An OSP payment is structured in tiers, typically offering full pay initially before stepping down to half pay or statutory rates. To administer these types of employee benefits accurately, businesses track allowances across a rolling 12-month period, looking back 365 days from the first day of absence. Once enhanced limits are exhausted within that window, pay drops to the statutory floor.
OSP on a payslip stands for occupational sick pay , displaying the gross amount paid under a private scheme. To comply with the Employment Rights Act itemised statement requirements, payroll must split payments onto separate lines for a clear understanding whats on your payslip breakdown:
The baseline Statutory Sick Pay (SSP) gross figure.
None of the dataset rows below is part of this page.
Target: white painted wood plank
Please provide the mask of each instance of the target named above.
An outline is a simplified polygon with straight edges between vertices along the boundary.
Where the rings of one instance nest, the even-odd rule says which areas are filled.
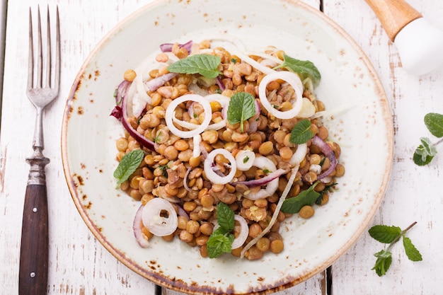
[[[357,243],[333,265],[334,294],[434,294],[441,293],[439,276],[443,251],[443,167],[442,146],[433,163],[420,168],[412,155],[421,137],[430,137],[423,116],[443,113],[442,69],[416,77],[401,68],[398,52],[389,42],[374,13],[362,1],[325,0],[326,14],[342,25],[367,53],[387,93],[394,119],[394,163],[390,183],[372,225],[384,224],[405,228],[418,224],[408,234],[423,255],[409,261],[401,243],[392,250],[388,274],[379,277],[371,268],[373,253],[384,245],[364,233]],[[439,1],[408,1],[432,23],[443,29]],[[364,155],[362,155],[364,156]]]
[[[35,111],[25,94],[28,63],[28,7],[38,4],[45,14],[59,5],[62,20],[62,81],[59,98],[45,111],[45,155],[50,207],[49,294],[152,294],[154,286],[117,261],[91,235],[78,214],[65,184],[60,146],[65,100],[83,61],[105,34],[149,1],[77,1],[9,0],[6,36],[4,103],[0,142],[0,284],[16,294],[23,201],[32,153]],[[318,1],[310,0],[314,7]],[[19,20],[20,21],[18,21]],[[19,135],[18,136],[18,132]],[[324,275],[280,294],[323,292]],[[167,291],[166,291],[167,292]]]

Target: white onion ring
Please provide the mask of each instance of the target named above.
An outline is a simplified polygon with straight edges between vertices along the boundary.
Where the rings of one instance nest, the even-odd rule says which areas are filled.
[[[271,172],[274,172],[277,170],[277,167],[275,167],[274,163],[263,156],[256,156],[253,165],[260,169],[269,170]],[[266,185],[266,188],[262,188],[257,192],[251,192],[248,195],[246,195],[244,197],[246,199],[255,201],[256,199],[265,199],[267,197],[272,196],[278,188],[278,179],[279,178],[277,178],[270,181]]]
[[[167,218],[160,215],[162,211],[168,212]],[[156,236],[168,236],[177,229],[177,212],[172,204],[164,199],[155,197],[148,202],[142,214],[143,225]]]
[[[245,159],[246,159],[246,161]],[[254,160],[255,160],[255,154],[253,151],[248,149],[238,151],[236,155],[237,169],[241,171],[247,171],[253,166]]]
[[[304,158],[307,152],[308,146],[306,144],[299,144],[297,146],[297,151],[295,151],[295,153],[294,153],[292,157],[289,160],[289,164],[291,164],[291,166],[292,166],[299,165]]]
[[[277,79],[287,81],[292,86],[295,91],[296,99],[295,102],[292,103],[292,108],[284,112],[278,110],[271,105],[271,103],[266,96],[266,86],[270,82]],[[303,104],[302,95],[303,84],[301,83],[301,81],[297,74],[291,71],[280,71],[269,74],[263,77],[258,86],[258,96],[260,97],[260,101],[262,105],[270,113],[280,119],[292,119],[299,114]]]
[[[140,206],[134,217],[134,223],[132,224],[132,230],[135,239],[142,248],[147,248],[149,245],[149,241],[144,238],[143,234],[143,228],[142,227],[142,212],[143,212],[143,205]]]
[[[174,125],[173,122],[173,117],[176,117],[176,108],[177,108],[177,106],[180,103],[188,100],[195,101],[202,105],[203,110],[205,110],[205,119],[197,128],[190,131],[182,131],[178,129],[178,128]],[[204,99],[202,96],[197,94],[185,94],[172,100],[168,108],[166,108],[165,120],[166,121],[166,125],[169,127],[169,131],[171,131],[174,135],[180,138],[191,138],[194,137],[194,135],[202,133],[209,126],[212,117],[212,111],[211,110],[211,105],[209,105],[209,101]]]
[[[214,159],[218,154],[224,156],[231,163],[231,171],[226,176],[219,175],[212,169],[214,165]],[[226,185],[232,180],[237,170],[237,163],[234,156],[229,151],[224,149],[216,149],[208,154],[207,157],[205,159],[204,163],[205,173],[206,177],[212,183],[217,185]],[[278,185],[278,184],[277,184]]]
The distinct occupational sick pay top-up.
PAYE tax and Class 1 NICs entries deducted from the total sickness earnings.
As an absence continues, OSP payments decrease according to the contract schedule until the employee transitions to statutory rules or unpaid leave. Managing long-term sickness requires executing specific payroll downgrades:
Transitioning payment tiers: At defined contract points, payroll reduces rates to half pay, ensuring the amount never falls below the 2026/27 statutory minimum (the lower of 80% of average earnings or £123.25 ).
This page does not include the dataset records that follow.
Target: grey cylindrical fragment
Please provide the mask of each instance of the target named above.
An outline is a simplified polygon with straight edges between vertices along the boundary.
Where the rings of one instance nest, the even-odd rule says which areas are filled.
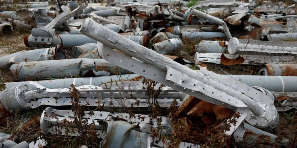
[[[116,66],[105,59],[82,58],[53,61],[22,62],[12,65],[12,76],[20,80],[34,78],[62,78],[78,75],[104,76],[114,74]],[[121,68],[121,74],[129,71]]]
[[[72,48],[71,50],[72,57],[77,58],[82,54],[94,50],[97,47],[97,44],[96,43],[88,43],[82,45],[75,46]]]
[[[186,38],[196,38],[197,39],[204,39],[212,40],[212,38],[226,37],[226,34],[221,32],[181,32],[183,37]]]
[[[121,75],[121,79],[123,81],[140,81],[140,76],[137,74],[130,75]],[[67,88],[70,87],[70,85],[73,84],[76,86],[79,86],[84,85],[91,85],[98,86],[102,83],[110,83],[111,80],[113,82],[119,81],[119,78],[116,75],[108,76],[101,76],[88,78],[77,78],[67,79],[55,79],[50,80],[44,80],[34,81],[47,88],[50,89],[57,89],[59,88]],[[4,83],[5,89],[15,86],[22,84],[29,85],[29,81],[17,82]],[[33,85],[29,85],[28,88],[36,90],[37,88],[32,86]]]
[[[173,38],[153,44],[151,49],[157,52],[168,54],[184,48],[182,41],[179,38]]]
[[[228,44],[228,42],[227,42],[202,40],[196,45],[196,51],[200,53],[225,53],[226,48],[224,45]]]
[[[8,69],[10,66],[18,62],[65,59],[65,54],[57,47],[42,48],[31,50],[23,50],[0,57],[0,66]]]
[[[297,92],[297,77],[229,75],[250,86],[257,86],[271,91]]]

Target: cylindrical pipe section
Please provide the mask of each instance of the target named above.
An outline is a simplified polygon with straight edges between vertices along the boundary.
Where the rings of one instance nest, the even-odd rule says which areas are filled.
[[[267,37],[269,41],[273,42],[293,41],[297,40],[297,33],[270,34]]]
[[[122,80],[124,81],[139,81],[142,80],[141,76],[137,74],[132,74],[130,75],[121,75]],[[44,80],[33,81],[47,88],[58,89],[67,88],[70,87],[70,85],[73,84],[75,86],[79,86],[84,85],[90,85],[99,86],[102,83],[110,83],[112,82],[119,82],[119,78],[116,75],[108,76],[101,76],[88,78],[77,78],[53,79],[50,80]],[[28,88],[32,90],[36,90],[37,88],[33,85],[29,85],[29,81],[17,82],[4,83],[5,85],[5,90],[13,87],[22,84],[28,85]]]
[[[1,120],[0,120],[0,121],[1,121]],[[5,142],[7,140],[15,141],[17,139],[17,136],[14,135],[10,135],[0,132],[0,143]]]
[[[250,86],[257,86],[271,91],[297,92],[297,77],[229,75]]]
[[[297,65],[266,64],[263,65],[258,75],[297,76]]]
[[[77,58],[82,54],[94,50],[97,48],[97,44],[96,43],[88,43],[82,45],[75,46],[71,50],[72,57]]]
[[[199,53],[225,53],[226,48],[225,45],[228,42],[203,40],[196,45],[196,51]]]
[[[212,38],[214,37],[226,37],[226,34],[222,32],[184,31],[181,32],[181,33],[182,37],[186,38],[195,38],[197,39],[203,39],[212,40]]]
[[[0,66],[8,69],[11,65],[21,62],[65,59],[65,54],[60,46],[31,50],[23,50],[0,57]]]
[[[86,77],[108,75],[114,74],[116,66],[103,59],[74,59],[52,61],[22,62],[11,65],[10,72],[19,80],[69,77],[80,75]],[[129,72],[121,68],[121,74]]]
[[[151,39],[153,44],[156,44],[171,38],[179,38],[179,36],[166,32],[159,32]]]
[[[141,36],[123,36],[142,45],[146,45],[147,38]],[[46,48],[58,45],[63,48],[69,48],[88,43],[97,43],[97,41],[81,34],[55,34],[51,36],[36,36],[32,35],[25,36],[24,41],[28,47]]]
[[[153,44],[151,49],[161,54],[167,55],[184,47],[183,42],[179,38],[173,38]]]
[[[255,101],[246,95],[242,94],[238,90],[230,89],[230,87],[226,87],[226,85],[214,80],[209,81],[209,79],[207,78],[203,73],[197,72],[177,62],[168,61],[162,55],[153,51],[148,50],[147,49],[143,46],[132,43],[124,38],[121,37],[120,35],[113,32],[90,19],[86,19],[82,25],[80,32],[96,39],[106,46],[119,50],[127,55],[141,60],[147,64],[154,65],[163,71],[167,71],[167,66],[174,67],[177,70],[182,72],[190,77],[197,79],[205,83],[208,83],[216,89],[225,92],[227,94],[237,97],[243,102],[246,102],[245,104],[255,115],[261,115],[264,112],[263,108],[260,107]],[[108,37],[106,34],[108,35],[108,36],[113,36],[113,38],[112,39]],[[125,46],[124,45],[129,45],[129,46]],[[152,59],[151,57],[144,57],[147,56],[148,55],[153,58]],[[251,89],[252,89],[251,88]]]
[[[12,25],[8,23],[3,23],[0,24],[0,35],[7,35],[12,32]]]

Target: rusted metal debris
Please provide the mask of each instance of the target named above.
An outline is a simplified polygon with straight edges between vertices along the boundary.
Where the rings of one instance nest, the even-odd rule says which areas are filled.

Reverting to SSP-only: When contractual sick pay allowances are exhausted, the private enhancement ceases and payroll processes only the statutory baseline up to the 28-week limit.
Transitioning to state benefits: When statutory limits expire, employers cease pay and issue a 2026/27 SSP1 form to facilitate claims for state support.
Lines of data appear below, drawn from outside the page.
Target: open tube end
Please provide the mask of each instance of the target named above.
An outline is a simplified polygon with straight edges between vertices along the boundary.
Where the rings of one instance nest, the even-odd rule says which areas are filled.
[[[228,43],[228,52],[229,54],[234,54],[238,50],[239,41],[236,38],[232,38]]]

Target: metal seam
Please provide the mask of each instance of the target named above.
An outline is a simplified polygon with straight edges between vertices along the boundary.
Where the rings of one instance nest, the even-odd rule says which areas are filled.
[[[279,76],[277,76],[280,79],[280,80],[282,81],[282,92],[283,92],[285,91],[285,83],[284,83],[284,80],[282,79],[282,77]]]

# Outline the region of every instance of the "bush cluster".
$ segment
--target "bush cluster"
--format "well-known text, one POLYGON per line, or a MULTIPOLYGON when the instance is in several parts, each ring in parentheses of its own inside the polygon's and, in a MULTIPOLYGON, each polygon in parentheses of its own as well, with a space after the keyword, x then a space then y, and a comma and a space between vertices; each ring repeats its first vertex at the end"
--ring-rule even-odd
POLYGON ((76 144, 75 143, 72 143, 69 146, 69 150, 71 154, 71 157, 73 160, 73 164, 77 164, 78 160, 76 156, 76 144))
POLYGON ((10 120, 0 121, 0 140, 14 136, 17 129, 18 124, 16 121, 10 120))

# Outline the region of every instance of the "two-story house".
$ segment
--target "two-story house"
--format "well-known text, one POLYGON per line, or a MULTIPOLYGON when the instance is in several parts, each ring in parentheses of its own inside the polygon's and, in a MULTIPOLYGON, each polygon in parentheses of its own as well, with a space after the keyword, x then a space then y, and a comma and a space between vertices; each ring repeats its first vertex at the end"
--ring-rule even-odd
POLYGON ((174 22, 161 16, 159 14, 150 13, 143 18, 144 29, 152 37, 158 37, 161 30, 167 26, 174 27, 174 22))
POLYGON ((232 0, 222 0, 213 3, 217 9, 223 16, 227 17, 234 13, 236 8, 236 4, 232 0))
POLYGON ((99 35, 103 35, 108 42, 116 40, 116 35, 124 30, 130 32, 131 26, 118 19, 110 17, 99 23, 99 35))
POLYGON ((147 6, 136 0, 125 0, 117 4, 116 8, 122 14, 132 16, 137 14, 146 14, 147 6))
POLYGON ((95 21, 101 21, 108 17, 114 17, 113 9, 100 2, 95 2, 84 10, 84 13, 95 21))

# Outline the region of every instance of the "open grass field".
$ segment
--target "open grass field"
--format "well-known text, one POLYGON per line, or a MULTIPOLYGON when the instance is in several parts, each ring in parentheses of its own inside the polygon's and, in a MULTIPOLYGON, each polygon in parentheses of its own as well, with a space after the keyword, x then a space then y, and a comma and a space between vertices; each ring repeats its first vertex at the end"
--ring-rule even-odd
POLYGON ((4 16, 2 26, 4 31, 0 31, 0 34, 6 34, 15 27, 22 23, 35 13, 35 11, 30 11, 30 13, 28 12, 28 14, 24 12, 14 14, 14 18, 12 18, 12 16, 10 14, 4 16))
👉 To note: For long-term absences reaching the statutory limit, employers must issue the SSP1 form on or before the beginning of the 23rd week of SSP . If entitlement ends unexpectedly early, the form must be issued within 7 days of it ending.

Full pay for a workplace injury is not an automatic statutory right under UK law, as employers are only required to provide the standard statutory sick pay ( SSP ) baseline, which is the lower of 80% of average earnings or £123.25 per week. However, many businesses include specific clauses within their contractual occupational sick pay terms that guarantee enhanced or full salary payments if an employee is sidelined by an industrial accident or workplace injury.
Yes, statutory sick pay ( SSP ) is fully taxable and subject to standard statutory deductions. Because HMRC classifies all sickness payments as standard earned income, employers must deduct PAYE income tax and Class 1 NICs directly through the payroll system from the total gross amount before distributing the final net payment.
Sole traders and self-employed individuals do not qualify for SSP as they lack a formal employer-employee contract. To mitigate the financial impact of illness, self-employed workers must arrange private sickness insurance, such as an income protection policy, which replaces a set percentage of average earnings during prolonged medical absences.
You can claim certain state benefits while receiving SSP , provided you meet the specific welfare criteria set by the Department for Work and Pensions (DWP). While you cannot claim Employment and Support Allowance (ESA) simultaneously, low-income workers receiving statutory or private sick pay may still qualify for Universal Credit top-ups or Council Tax Reduction based on household income.
Standard income protection insurance is designed solely to replace a portion of your wages if you are unable to work due to injury or illness, meaning it does not cover redundancy. While traditional private sick pay and health-related income protection policies focus strictly on medical incapacity, workers seeking protection against job loss must purchase separate unemployment or short-term redundancy insurance policies.